19 11/16 x 23 10/16 in (50 x 60 cm)

Provenance:

Private collection, UK

Exhibited:

Paintings by Cedric Morris. 1928. Arthur Tooth & Sons, London. 9–25 May, No 37

Inscriptions:

Signed ‘C Morris 7.23’ (lower right)

Evidently an experiment in texture and form, Morris organises this work as a series of juxtaposed structures in order to produce particular visual effects..

In 1923, the year this abstract work was painted, Morris had been travelling extensively through Europe for three years, all the time absorbing the modernist developments being achieved by artists across the continent. Composition is a painting bound to the European avant-garde. The way in which Morris has reduced the surface plane and eliminated the perspective is indicative of the influence of artists such as Wassily Kandinsky (1866–1944) and Pablo Picasso (1881–1973). The interplay between geometric, abstract and organic forms dominate this work and the result is an enigmatic painting full of vitality and compositional thought. In 1923, Morris produced at least four other pieces in the style of Composition, all of which demonstrate a desire to grapple with Modernism.
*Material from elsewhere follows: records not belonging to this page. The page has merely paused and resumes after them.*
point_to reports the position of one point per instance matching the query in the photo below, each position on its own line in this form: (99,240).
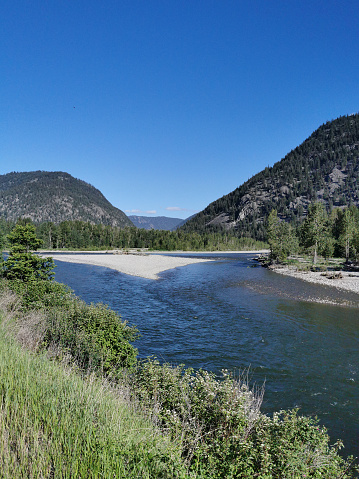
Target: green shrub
(42,294)
(94,335)
(223,432)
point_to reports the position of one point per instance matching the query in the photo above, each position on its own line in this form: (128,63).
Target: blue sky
(166,106)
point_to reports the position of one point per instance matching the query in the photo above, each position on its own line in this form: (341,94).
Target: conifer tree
(22,264)
(314,230)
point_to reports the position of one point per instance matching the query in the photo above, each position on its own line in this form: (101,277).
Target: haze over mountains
(325,167)
(156,222)
(55,196)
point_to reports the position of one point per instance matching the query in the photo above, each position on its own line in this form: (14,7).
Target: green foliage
(57,424)
(216,421)
(224,433)
(32,193)
(281,238)
(94,335)
(324,167)
(314,230)
(21,263)
(81,235)
(41,294)
(23,239)
(347,230)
Evidently an experiment in texture and form, Morris organises this work as a series of juxtaposed structures in order to produce particular visual effects. The overall experience is at first jarring; however, further examination exposes an apparent reluctance to abandon the spatial plane entirely. Although the composition would appear to be non-representational, there is still a certain dependency on a sense of space. The forms exist in a space that is constructed by their direct relationship with one another, thereby establishing the illusion of three dimensions. This is further suggested by two dominant lines that extend from the left and right foreground, respectively, and appear to converge at a hidden vanishing point behind the dominant central form. When perceived in tandem, these lines suggest a regression into pictorial space. The relationship between these two forms establishes a dominant perspective; it is a spatial device that has its origins in antiquity and later revived by Renaissance artists.

Furthermore, Morris structures the space by incorporating forms that closely resemble architectural features or boundary divides, such as walls, rooftops and garden fences. In this respect, Morris synthesises the abstract and the familiar in a work that obscures the separation between abstract and representational painting. In addition, Morris maintains a connection to representation by apparently including an abstracted form of a bird, possibly that of a duck.